On the 60 min chart the downtrend in HY Corp. Credit for now, is broken. This downtrend is part of the reason we entered core short positions in to market strength from March to the start of May. Right now I am wondering whether our short term move higher will make it to short squeeze territory and become a larger move higher or whether our original trend analysis will hold (short term higher, then a deep pullback followed by a short squeeze and finally the re-emergence of the primary bear trend).


 Yields intraday also suggest the market is a bit ahead of itself, I believe it is short covering that is lifting it and thus it should pullback a bit which would be fine with me, I don't ant to see the short term move higher (which I have open long positions for) stray too far away from the assets that support it.

 Yields over the last few weeks have been a real concern as they are dislocated from the SPX, however a few days ago I thought I noticed the downside move ending and now it seems we are getting a bit of a base, I'd like to see Yields move higher long enough to support the short term (I usually mean about 5 trading days or so) move.


 The $AUD took a big hit on Australian unemployment this week, however it is just starting to recover and close to in line with the SPX.

 Here's the hit it took on overnight news and the move toward confirmation

 Long term the $AUD was an excellent leading indicator pointing out the 2012 top, now it's in line with the current move off the June lows.
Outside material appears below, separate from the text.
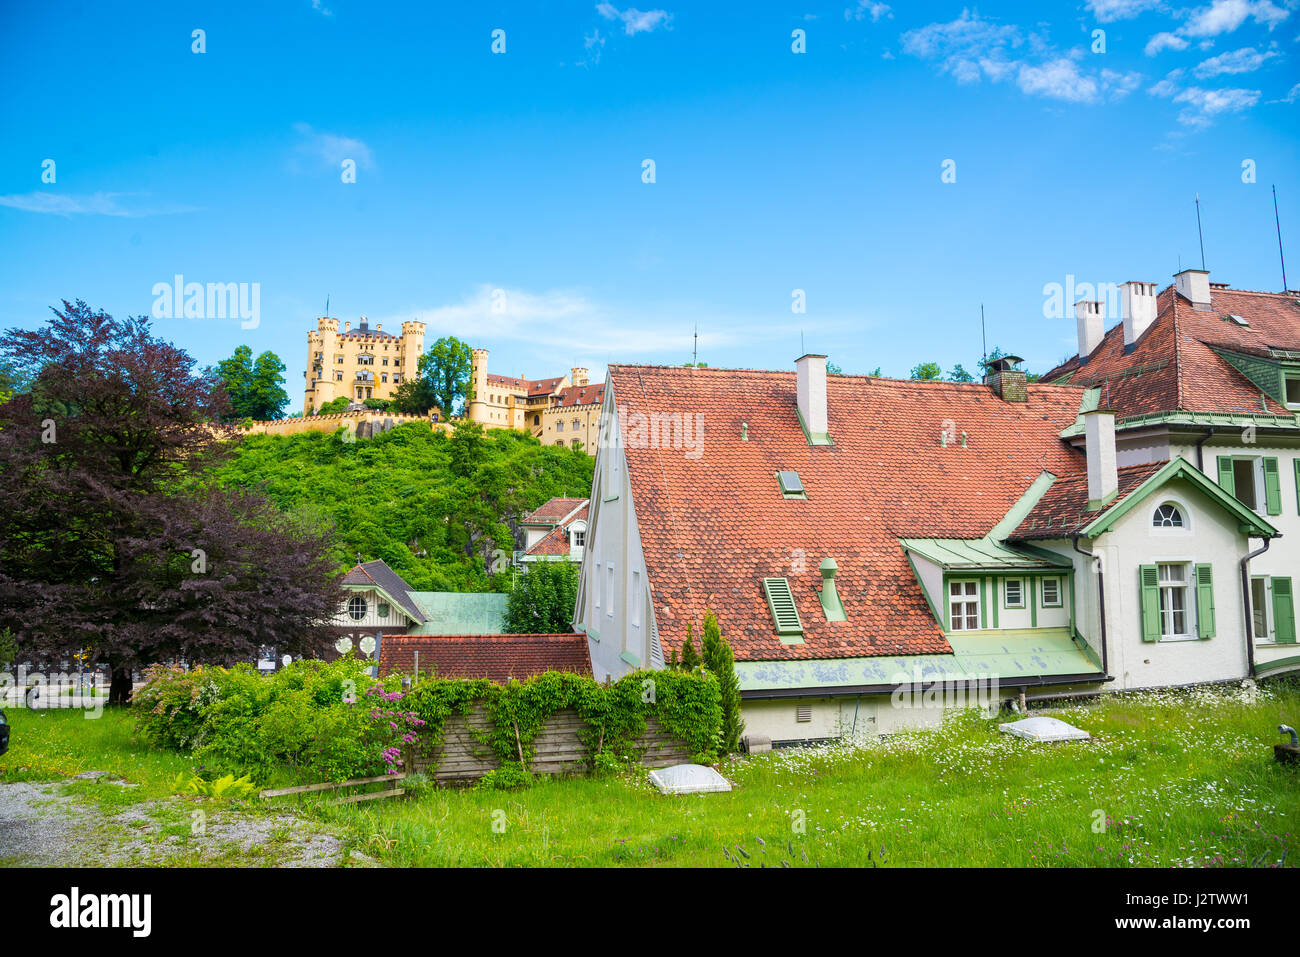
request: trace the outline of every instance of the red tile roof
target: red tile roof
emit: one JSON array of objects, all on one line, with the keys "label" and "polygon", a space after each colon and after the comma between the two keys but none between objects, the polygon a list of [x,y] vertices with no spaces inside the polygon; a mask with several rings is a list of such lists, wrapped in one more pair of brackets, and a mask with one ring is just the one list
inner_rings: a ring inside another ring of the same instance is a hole
[{"label": "red tile roof", "polygon": [[1088,475],[1081,472],[1057,479],[1043,493],[1037,504],[1025,516],[1008,538],[1069,538],[1075,532],[1096,521],[1134,489],[1159,472],[1167,462],[1148,462],[1128,465],[1119,470],[1119,490],[1115,498],[1102,509],[1088,511]]},{"label": "red tile roof", "polygon": [[[585,498],[553,498],[525,515],[520,524],[551,525],[563,520],[575,509],[581,508],[586,504],[587,499]],[[587,517],[587,511],[585,508],[583,509],[582,517]]]},{"label": "red tile roof", "polygon": [[[1031,384],[1027,402],[1011,403],[983,385],[829,376],[835,444],[810,446],[794,372],[613,366],[609,375],[625,436],[635,413],[690,416],[702,429],[698,455],[626,448],[665,655],[688,622],[698,635],[707,608],[740,660],[948,653],[898,540],[981,537],[1044,469],[1084,467],[1059,437],[1079,411],[1072,386]],[[944,430],[957,437],[947,447]],[[781,495],[775,473],[787,469],[807,500]],[[826,557],[839,564],[847,621],[822,613]],[[765,577],[790,580],[803,644],[778,640]]]},{"label": "red tile roof", "polygon": [[599,385],[571,385],[560,393],[552,408],[569,408],[579,405],[600,405],[605,401],[605,383]]},{"label": "red tile roof", "polygon": [[[1300,351],[1297,296],[1240,289],[1210,290],[1210,311],[1197,310],[1169,286],[1156,297],[1157,315],[1124,353],[1124,324],[1116,324],[1082,365],[1076,355],[1043,376],[1069,376],[1075,385],[1099,386],[1102,405],[1125,418],[1156,412],[1261,411],[1287,414],[1274,399],[1261,404],[1259,387],[1211,346],[1268,356],[1269,349]],[[1245,317],[1249,327],[1227,319]]]},{"label": "red tile roof", "polygon": [[564,381],[564,376],[555,376],[552,379],[533,379],[528,383],[529,398],[535,395],[550,395],[555,391],[555,387]]},{"label": "red tile roof", "polygon": [[384,635],[379,673],[430,670],[439,678],[487,678],[504,684],[547,671],[591,674],[585,635]]},{"label": "red tile roof", "polygon": [[586,521],[587,507],[584,505],[569,521],[563,525],[556,525],[546,533],[545,536],[533,543],[532,547],[524,552],[525,555],[563,555],[569,554],[569,534],[568,528],[574,522]]}]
 Euro intraday is losing a little momentum as the SPX moves higher on what is most probably short covering, that open was probably a very emotional ordeal for new shorts in the market. This is one of the reasons I think we see an intraday pullback which is fine with me, we don't want the market venturing too far from its support.

 Longer term the Euro has been hit hard making 2 year new lows recently, we'll see how much it will gain on a short squeeze that 3C seems to be forecasting.

 Euro pointing out the 2012 top and the current dislocation.

As for Sectors today, Financials, Basic Materials, Industrials and to a degree, Discretionary are all doing pretty well. Tech and Energy are lagging a bit. The flight to safety trades are also moving out of rotation: Health care, Staples and Utilities.

We have some new questions to answer and some possible hints at large, market moving fundamental events that may be in play. We have to see how the market reacts, but so far and from what I've seen from the sentiment posts, we have done well navigating this choppy market.